A few random observations from spending the last few years building a data science team at a startup, from the perspective of an engineering manager:
You have no idea what your data science team is going to do.
You’re just going to know that you have some data and some problems, and that you don’t really know how to solve them. Of course, that leads into:
The way that you’re thinking about the problem is probably wrong.
Your data scientists are going to need to come in and really blow you away. In the canonical “building data science teams” article by DJ Patil he talks about giving people 90 days from when they come in the door to “knock the socks off” of the company. I think that’s a good benchmark. If a data scientist hasn’t made you think about your data or your problems in a new way by then they probably aren’t ever going to.
A data science team needs a different sort of support structure than a normal engineering team.
A data science team seems to end up having people from a much more diverse set of backgrounds than a normal engineering team does, and because of that you’re going to need to figure out how to fit the data science team into your organization. One thing that we’ve eventually come around to is to throw our normal engineering practices out of the window and to start working towards having the data science team work with whatever tools they need in order to move as quickly as possible in their own way.
You’re going to need to figure out how to get stuff into production.
Data scientists are going to end up building things that need to be translated into production code, usually to save resources (“in order to generate this model, I need 20 machines for a week, and it needs to be done every day”). One thing that we’re working on is building out the interface between engineering team and our data team in order to make it more and more seamless. Hopefully soon we’ll be constantly rotating an engineer (or several engineers) on the data team in order to help do this.

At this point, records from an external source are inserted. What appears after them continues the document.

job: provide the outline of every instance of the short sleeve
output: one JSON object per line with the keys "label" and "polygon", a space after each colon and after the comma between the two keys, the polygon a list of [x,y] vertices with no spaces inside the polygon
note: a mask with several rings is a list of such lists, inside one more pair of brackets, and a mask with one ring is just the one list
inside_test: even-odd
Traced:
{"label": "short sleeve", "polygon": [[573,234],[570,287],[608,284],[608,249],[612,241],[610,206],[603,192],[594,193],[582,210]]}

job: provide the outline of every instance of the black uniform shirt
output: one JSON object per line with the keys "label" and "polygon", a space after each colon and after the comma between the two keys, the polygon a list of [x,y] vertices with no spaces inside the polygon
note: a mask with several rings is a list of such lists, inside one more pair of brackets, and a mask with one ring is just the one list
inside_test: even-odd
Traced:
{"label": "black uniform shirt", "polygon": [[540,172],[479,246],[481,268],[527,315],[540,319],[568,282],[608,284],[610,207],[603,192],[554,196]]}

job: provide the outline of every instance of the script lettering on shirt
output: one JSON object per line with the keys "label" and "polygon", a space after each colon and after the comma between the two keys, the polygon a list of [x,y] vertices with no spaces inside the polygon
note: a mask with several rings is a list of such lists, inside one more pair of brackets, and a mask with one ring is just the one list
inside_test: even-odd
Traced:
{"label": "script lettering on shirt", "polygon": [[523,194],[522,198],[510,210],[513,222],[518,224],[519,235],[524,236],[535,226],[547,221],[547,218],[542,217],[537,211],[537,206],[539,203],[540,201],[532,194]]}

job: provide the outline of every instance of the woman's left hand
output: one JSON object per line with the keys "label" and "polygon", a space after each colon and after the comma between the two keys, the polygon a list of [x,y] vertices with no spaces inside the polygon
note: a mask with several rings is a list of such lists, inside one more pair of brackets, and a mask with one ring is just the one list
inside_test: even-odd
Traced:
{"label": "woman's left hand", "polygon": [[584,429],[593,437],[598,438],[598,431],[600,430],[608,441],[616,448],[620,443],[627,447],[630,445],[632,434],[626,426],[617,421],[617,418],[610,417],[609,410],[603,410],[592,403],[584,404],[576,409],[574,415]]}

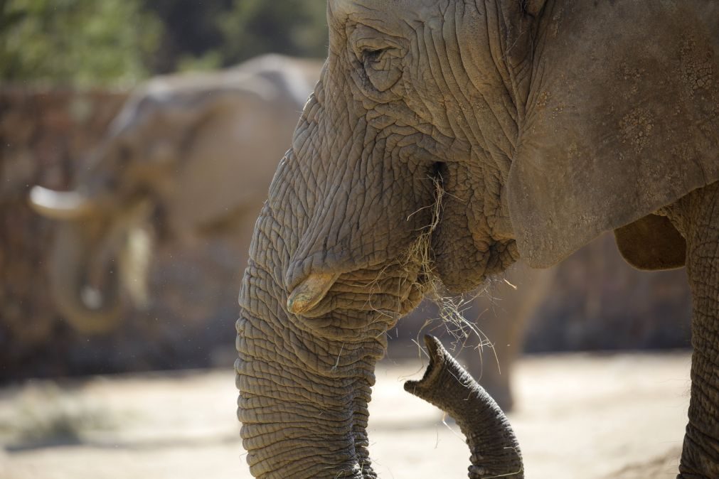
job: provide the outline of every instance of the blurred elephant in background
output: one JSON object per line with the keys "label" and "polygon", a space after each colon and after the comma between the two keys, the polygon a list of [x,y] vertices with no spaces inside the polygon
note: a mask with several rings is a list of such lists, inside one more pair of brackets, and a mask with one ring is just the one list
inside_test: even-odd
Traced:
{"label": "blurred elephant in background", "polygon": [[[73,191],[32,190],[31,205],[60,220],[49,274],[70,325],[86,334],[109,332],[123,317],[123,294],[140,307],[155,297],[147,292],[157,256],[153,236],[206,249],[208,238],[231,245],[229,257],[218,261],[237,270],[237,284],[224,285],[236,294],[278,159],[321,68],[319,61],[267,55],[216,73],[152,79],[132,93]],[[194,259],[175,259],[178,276]],[[166,292],[177,278],[165,276],[155,282]],[[509,371],[524,325],[551,276],[526,268],[510,271],[508,282],[498,282],[460,308],[468,327],[454,332],[454,353],[505,409],[512,405]],[[167,314],[205,314],[187,310]],[[426,303],[406,324],[439,316]]]}
{"label": "blurred elephant in background", "polygon": [[242,246],[244,257],[233,264],[241,269],[278,158],[321,68],[267,55],[154,78],[127,101],[73,191],[31,190],[33,208],[61,220],[49,274],[73,327],[114,329],[121,291],[136,304],[147,301],[152,236],[188,243],[226,237]]}

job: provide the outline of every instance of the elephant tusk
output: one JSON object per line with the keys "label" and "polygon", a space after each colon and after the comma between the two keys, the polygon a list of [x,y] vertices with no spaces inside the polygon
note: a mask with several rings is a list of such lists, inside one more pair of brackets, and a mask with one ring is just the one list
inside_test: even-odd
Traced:
{"label": "elephant tusk", "polygon": [[287,299],[288,311],[301,315],[313,308],[332,287],[337,276],[331,273],[315,273],[307,276]]}
{"label": "elephant tusk", "polygon": [[30,190],[29,203],[40,215],[55,220],[76,220],[96,209],[93,202],[74,191],[55,191],[42,186]]}

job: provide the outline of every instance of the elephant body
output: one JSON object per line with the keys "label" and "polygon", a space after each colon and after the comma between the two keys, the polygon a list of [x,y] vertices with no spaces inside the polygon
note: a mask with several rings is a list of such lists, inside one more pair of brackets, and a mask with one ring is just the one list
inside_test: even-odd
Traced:
{"label": "elephant body", "polygon": [[162,287],[186,276],[193,257],[239,282],[255,217],[321,67],[267,55],[216,73],[154,78],[133,92],[83,162],[74,191],[32,190],[31,205],[61,220],[48,271],[70,324],[106,332],[121,320],[123,297],[139,306],[151,300],[148,269],[170,240],[187,256],[174,263],[189,266],[158,272]]}
{"label": "elephant body", "polygon": [[[329,0],[328,24],[240,289],[252,474],[375,477],[367,404],[397,319],[613,230],[635,266],[688,266],[678,477],[719,477],[719,1]],[[516,459],[472,446],[470,477],[521,477]]]}

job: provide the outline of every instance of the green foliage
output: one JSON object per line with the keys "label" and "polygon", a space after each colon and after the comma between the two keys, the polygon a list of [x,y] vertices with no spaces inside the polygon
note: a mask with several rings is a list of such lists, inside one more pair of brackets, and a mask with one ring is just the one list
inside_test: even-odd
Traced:
{"label": "green foliage", "polygon": [[0,82],[132,84],[268,52],[324,57],[326,0],[0,0]]}
{"label": "green foliage", "polygon": [[0,80],[132,83],[162,32],[141,0],[0,0]]}
{"label": "green foliage", "polygon": [[325,57],[326,5],[326,0],[235,0],[218,19],[224,62],[269,52]]}

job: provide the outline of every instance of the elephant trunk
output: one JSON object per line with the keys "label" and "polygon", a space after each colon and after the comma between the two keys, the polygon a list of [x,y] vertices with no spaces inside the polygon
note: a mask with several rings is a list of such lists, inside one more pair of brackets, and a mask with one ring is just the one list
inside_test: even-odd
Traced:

Having data scientists around will make you better at thinking about your problem set
Data scientists tend to come from a number of different backgrounds (math, statistics, music, etc) that you don’t normally have on an engineering team. Supporting them and interacting with them on a daily basis forces you to think about things differently and should help you build things in a more sensible way to target a larger audience within the company.
Everyone in the company is going to want to understand what (and how) the data science team is doing
Just like we’ve worked over the years to keep technical business people focused on the “what” of what we need to build, you need to work on keeping every one without a math background away from the data science team. Trying to explain some of the hard math that’s going on to the entire company isn’t a productive use of time.
The toolset that exists for jumpstarting a data science team is still immature
The tools for doing big data analysis are still pretty immature and difficult to set up. There are many companies working to solve this problem right now (although most of them focusing on big companies, not startups) but it’s a bit overwhelming figuring out where to even get started with some of this stuff.